Running the Basic Model

We use the package parameter system to load established parameter values:

# Load Keeling & Gilligan parameter values
params <- load_scenario("keeling-gilligan")
print(params)
#> 🦠 Plague Scenario (keeling-gilligan)
#> 📄  Biological parameters from Keeling & Gilligan (2000) metapopulation plague model 
#> 📚 Source:  Keeling, M. J., & Gilligan, C. A. (2000) 
#> 
#> 🐀 Rat Population Parameters:
#>   r_r    =    5.000  # Rat population growth rate (per year)
#>   d_r    =    0.200  # Natural death rate of rats (per year)
#>   p      =    0.975  # Probability of inherited resistance
#> 
#> 🦟 Flea Parameters:
#>   K_f    =    6.570  # Flea carrying capacity per rat
#>   r_f    =   20.000  # Flea reproduction rate (per year)
#>   d_f    =   10.000  # Death rate of free fleas (per year)
#>   a      =    0.004  # Flea search efficiency
#> 
#> 🔬 Disease Parameters:
#>   beta_r =    4.700  # Rat infection rate from fleas (per year)
#>   m_r    =   20.000  # Infected rat mortality rate (per year)
#>   g_r    =    0.020  # Probability rat survives infection
#> 
#> 👤 Human Parameters:
#>   r_h    =    0.045  # Human population growth rate (per year)
#>   d_h    =    0.040  # Natural death rate of humans (per year)
#>   beta_h =    0.010  # Human infection rate from fleas
#>   m_h    =   26.000  # Human recovery rate (per year)
#>   g_h    =    0.100  # Probability human survives infection
#> 
#> ⚙️  Other Parameters:
#>   mu_r   =    0.030  # Rat movement rate (per year)
#>   mu_f   =    0.008  # Flea movement rate (per year)
#>   seasonal_amplitude =    0.200  # 
#> 
#> 📈 Basic Reproduction Number (R₀):  581.657 ✅ (Disease can spread)
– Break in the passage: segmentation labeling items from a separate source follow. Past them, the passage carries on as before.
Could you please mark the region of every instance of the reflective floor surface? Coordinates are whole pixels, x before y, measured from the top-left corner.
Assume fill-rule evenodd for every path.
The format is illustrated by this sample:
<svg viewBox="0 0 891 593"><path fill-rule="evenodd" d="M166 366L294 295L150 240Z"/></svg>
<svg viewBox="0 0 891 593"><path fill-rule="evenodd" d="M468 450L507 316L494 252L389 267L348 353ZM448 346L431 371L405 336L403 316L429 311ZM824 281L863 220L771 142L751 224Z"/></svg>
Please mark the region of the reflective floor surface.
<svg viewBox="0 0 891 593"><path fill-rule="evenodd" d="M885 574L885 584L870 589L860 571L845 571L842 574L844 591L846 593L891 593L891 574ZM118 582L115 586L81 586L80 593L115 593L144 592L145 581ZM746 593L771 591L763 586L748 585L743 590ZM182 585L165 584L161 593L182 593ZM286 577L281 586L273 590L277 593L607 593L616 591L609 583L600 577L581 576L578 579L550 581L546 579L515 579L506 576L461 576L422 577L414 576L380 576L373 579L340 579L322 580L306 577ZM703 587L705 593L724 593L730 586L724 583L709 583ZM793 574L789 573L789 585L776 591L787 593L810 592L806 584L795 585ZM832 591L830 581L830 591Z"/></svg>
# Add initial conditions (not included in scenario files)
params$I_ini <- 10    # Initial infected rats
params$K_r <- 3000    # Rat carrying capacity for deterministic model

# Create model instance with package parameters
model <- basic_plague_model$new(user = params)

# Run simulation over 10 years
times <- seq(0, 10, by = 0.1)
results <- model$run(times)

# Convert to tidy format for analysis
results_tidy <- results |>
  tibble::as_tibble() |>
  pivot_longer(-t, names_to = "compartment", values_to = "value") |>
  rename(time = t)

# Plot key compartments
results_tidy |>
  filter(compartment %in% c("S_r", "I_r", "R_r", "F")) |>
  ggplot(aes(time, value, color = compartment)) +
  geom_line(linewidth = 1) +
  scale_y_log10() +
  labs(
    title = "Basic Deterministic Plague Model",
    subtitle = "Rat-Flea dynamics following Keeling & Gilligan (2000)",
    x = "Time (years)", 
    y = "Population (log scale)",
    color = "Compartment"
  ) +
  theme_minimal()

Model Analysis

Basic Reproduction Number

The basic reproduction number R0R_0 determines whether the disease can establish in the population:

# Calculate R0 using package function
R0 <- calculate_R0(params)
cat("Basic Reproduction Number (R₀):", round(R0, 3), "\n")
#> Basic Reproduction Number (R₀): 698.016

if (R0 > 1) {
  cat("✓ R₀ > 1: Disease can invade the population\n")
} else {
  cat("✗ R₀ < 1: Disease will die out\n")
}
#> ✓ R₀ > 1: Disease can invade the population

# Compare different parameter scenarios
scenarios <- c("keeling-gilligan", "modern-estimates", "historical")
R0_comparison <- data.frame(
  Scenario = scenarios,
  R0 = sapply(scenarios, function(x) calculate_R0(load_scenario(x)))
)
print(R0_comparison)
#>                          Scenario       R0
#> keeling-gilligan keeling-gilligan 581.6568
#> modern-estimates modern-estimates 684.9290
#> historical             historical 596.0916

Phase Portrait Analysis

Phase portraits reveal the system’s dynamical behavior:

# Create phase portrait (S_r vs I_r)
dat <- results_tidy |>
  select(time, compartment, value) |>
  pivot_wider(names_from = compartment, values_from = value)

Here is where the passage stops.